1) Cupid's arrow on Embarcadero, if you ask me it's the best piece of public art in SF, and it makes a good start point for alleycats.

2) The Marin Headlands from Lincoln Blvd on the west side of the Presidio. I forgot my map today and was on the radio with my dispatcher while he explained how to get to some tiny street I had never heard of. I was sitting there uh huh-ing away at him while all I was really thinking was, "What a great view, I've got to get a picture of this." I wound up finding the street ok.

3) The Pesidio (a national park inside the city limits) is a strange, fun place. There are only a few ways in and out by road and if I find myself in between these I generally try to cyclocross my way out. Unfortunately, the trails are really sandy (the whole area used to be sand dunes) and tough to negotiate with skinny tires. It's always a good time though, I often find new trails, and I get to pretend I'm in a real forest before heading back downtown.

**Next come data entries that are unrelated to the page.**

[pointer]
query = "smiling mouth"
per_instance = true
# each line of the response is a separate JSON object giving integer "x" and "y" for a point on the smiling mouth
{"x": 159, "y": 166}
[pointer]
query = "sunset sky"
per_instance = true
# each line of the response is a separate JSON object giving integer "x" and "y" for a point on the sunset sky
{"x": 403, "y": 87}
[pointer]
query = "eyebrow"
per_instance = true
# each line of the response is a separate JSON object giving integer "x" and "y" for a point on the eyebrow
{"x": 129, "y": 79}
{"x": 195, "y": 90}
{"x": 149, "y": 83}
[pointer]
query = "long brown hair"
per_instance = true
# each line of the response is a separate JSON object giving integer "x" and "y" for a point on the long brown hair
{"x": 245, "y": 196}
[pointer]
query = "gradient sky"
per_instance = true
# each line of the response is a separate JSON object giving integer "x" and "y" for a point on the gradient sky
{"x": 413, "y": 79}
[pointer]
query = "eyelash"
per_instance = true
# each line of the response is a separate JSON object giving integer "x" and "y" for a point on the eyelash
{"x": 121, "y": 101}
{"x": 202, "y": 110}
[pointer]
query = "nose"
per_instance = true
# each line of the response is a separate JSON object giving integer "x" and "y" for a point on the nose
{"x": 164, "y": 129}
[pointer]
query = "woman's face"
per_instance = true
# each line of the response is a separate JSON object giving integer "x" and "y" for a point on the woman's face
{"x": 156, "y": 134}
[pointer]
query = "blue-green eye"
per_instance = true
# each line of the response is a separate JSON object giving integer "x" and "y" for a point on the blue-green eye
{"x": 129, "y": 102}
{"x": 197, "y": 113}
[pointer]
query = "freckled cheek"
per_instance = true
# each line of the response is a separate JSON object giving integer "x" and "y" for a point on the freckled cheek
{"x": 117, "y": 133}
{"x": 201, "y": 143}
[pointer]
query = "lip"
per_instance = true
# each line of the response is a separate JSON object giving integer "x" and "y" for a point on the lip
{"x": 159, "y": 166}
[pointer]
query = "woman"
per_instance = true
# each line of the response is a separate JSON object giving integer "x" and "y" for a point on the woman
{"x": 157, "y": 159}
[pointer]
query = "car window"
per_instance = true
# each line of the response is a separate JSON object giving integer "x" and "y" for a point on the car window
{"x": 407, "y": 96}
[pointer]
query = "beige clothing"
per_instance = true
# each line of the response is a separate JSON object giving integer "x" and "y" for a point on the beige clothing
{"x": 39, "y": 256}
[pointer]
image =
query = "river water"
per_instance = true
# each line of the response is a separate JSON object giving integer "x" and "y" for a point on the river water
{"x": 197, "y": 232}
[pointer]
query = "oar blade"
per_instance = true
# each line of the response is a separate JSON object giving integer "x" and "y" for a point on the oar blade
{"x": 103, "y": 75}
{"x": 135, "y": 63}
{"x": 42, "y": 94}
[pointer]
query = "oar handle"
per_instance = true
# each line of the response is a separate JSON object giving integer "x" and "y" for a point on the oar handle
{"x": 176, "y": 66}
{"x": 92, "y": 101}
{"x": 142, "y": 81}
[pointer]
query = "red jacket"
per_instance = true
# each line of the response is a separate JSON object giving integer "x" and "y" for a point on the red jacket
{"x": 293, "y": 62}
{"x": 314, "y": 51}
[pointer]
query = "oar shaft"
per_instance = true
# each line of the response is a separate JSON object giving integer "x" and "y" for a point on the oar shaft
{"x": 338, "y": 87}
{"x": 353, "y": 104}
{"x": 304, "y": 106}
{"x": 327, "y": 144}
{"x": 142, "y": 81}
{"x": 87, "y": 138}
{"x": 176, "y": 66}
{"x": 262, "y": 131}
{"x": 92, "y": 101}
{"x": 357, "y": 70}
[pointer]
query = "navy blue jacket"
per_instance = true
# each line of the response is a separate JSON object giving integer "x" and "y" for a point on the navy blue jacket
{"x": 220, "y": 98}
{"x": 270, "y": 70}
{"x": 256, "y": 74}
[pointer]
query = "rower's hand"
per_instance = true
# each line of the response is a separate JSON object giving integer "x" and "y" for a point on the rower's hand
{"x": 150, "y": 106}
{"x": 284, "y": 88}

4) The 700 block of California street. I've been trying to get photos that accentuate the steepness of some of our streets, but it is hard to do. I feel that this one does a decent job. This road can be downright treacherous to descend when wet. There are cable car tracks that run down the middle, meaning you don't have a lot of room (swerving on wet metal? no thanks.) to dodge the jay walking pedestrians who still think they're in Chinatown (there are absolutely no rules in Chinatown, it's everyone for themselves, balls to the wall chaos). Anyway, today it was smooooth sailing.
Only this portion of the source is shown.